Response to steering inputs was decent on the test EX wearing the low profile tires and 18-inch wheels, with understeer more easily induced in FWD than in AWD. The same held for steering effort, with the AWD feeding back a heavier, more solid feel. Given the relatively high center of gravity, body roll in tight corners was modest. Directional stability, i.e., the tendency to hold its line on straight stretches and through corners, raised no concerns, requiring corrections only in response to pavement irregularities. Suspension damping was decent over bumpy pavement, the worst of which produced something more like head nodding than head bobbing. If that bumpy road turns into mud or is blanketed with snow, the new AWD system offers a Lock Mode that puts equal amounts of torque to each wheel up to a maximum of 25 mph.
The test models we drove were early production models, i.e., not quite ready for prime time, so the minor squeaks and rattles emanating from somewhere in the neighborhood of the dash are likely not indicative of what will be in dealers showrooms. The tire noise from the stock Hankook tires, though, could be, which would be too bad, as otherwise, the ride and road holding were quite respectable.

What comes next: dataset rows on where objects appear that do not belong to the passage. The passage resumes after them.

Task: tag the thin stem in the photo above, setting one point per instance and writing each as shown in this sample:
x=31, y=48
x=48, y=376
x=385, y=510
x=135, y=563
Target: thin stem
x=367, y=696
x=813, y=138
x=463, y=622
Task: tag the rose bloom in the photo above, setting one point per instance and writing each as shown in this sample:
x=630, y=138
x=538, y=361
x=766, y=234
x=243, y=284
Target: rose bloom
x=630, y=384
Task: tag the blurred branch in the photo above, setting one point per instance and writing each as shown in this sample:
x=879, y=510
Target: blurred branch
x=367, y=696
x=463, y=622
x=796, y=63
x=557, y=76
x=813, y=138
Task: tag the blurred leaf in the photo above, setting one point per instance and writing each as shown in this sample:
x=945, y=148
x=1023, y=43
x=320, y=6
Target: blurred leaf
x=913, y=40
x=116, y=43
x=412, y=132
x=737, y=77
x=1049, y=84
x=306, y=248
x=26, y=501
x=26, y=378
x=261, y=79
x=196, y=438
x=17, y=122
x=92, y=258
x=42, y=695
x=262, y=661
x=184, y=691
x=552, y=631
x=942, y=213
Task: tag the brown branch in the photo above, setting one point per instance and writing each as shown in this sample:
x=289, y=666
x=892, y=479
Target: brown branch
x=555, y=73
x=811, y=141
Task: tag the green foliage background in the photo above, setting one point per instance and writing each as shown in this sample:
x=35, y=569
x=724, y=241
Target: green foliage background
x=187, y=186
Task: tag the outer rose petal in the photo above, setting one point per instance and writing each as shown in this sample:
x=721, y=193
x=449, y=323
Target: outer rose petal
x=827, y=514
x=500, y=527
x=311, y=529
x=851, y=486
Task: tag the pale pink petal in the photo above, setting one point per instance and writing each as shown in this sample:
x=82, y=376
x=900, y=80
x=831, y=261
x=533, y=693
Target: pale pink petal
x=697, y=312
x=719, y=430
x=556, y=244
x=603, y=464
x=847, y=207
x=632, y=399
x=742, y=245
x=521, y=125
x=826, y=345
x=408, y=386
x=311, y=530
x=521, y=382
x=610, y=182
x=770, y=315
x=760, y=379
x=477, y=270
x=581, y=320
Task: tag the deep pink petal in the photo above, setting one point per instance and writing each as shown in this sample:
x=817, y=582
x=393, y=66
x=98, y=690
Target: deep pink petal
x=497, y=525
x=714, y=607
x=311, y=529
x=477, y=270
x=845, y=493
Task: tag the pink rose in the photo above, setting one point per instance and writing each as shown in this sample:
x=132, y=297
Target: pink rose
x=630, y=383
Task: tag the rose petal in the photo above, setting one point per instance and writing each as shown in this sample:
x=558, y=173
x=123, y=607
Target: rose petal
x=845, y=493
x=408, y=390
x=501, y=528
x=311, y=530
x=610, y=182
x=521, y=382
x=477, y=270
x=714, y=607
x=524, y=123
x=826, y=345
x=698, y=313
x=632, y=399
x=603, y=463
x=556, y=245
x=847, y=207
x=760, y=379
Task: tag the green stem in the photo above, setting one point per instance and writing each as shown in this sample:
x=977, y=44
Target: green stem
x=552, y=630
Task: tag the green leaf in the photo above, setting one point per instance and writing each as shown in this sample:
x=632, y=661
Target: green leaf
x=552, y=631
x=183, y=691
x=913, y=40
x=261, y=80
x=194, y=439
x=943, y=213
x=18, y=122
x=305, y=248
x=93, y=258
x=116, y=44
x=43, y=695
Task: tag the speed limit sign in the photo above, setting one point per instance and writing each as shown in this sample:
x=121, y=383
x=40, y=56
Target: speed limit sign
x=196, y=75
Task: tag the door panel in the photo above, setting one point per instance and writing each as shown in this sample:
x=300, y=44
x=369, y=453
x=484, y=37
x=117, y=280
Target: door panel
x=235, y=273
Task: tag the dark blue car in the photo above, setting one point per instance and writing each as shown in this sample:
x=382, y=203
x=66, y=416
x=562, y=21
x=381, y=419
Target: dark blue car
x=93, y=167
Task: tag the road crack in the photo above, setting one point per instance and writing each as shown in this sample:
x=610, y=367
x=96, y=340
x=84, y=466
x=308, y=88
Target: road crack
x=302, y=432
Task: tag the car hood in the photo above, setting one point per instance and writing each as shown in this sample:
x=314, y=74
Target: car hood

Comparing overall handling, the Forester feels about the same in terms of road holding and overall stability, with its lower center of gravity making up for a track (distance between the wheels side to side) that's more than three inches narrower. The CR-V and RAV4 don't fare as well, tipping the scales at between 200 pounds and 300 pounds heavier than the new Sportage and riding on a track that's narrower than the Sportage's by two inches, the net effect of which is to allow more body roll in turns and to generate head gyrations that are closer to bobbing than to nodding over rough pavement. Basic ride quality, though, is comparable.
The all-new 2011 Kia Sportage is a refined, comfortable, well-developed and sharp-looking, but not cute, compact sport utility, with the emphasis equally on sport as on utility. With respectable power, more than respectable fuel economy and a competitive price, it continues Kia's transformation from a Pacific Rim wannabe to a confirmed contender in the U.S. market.
NewCarTestDrive.com correspondent Tom Lankard filed this report from San Francisco.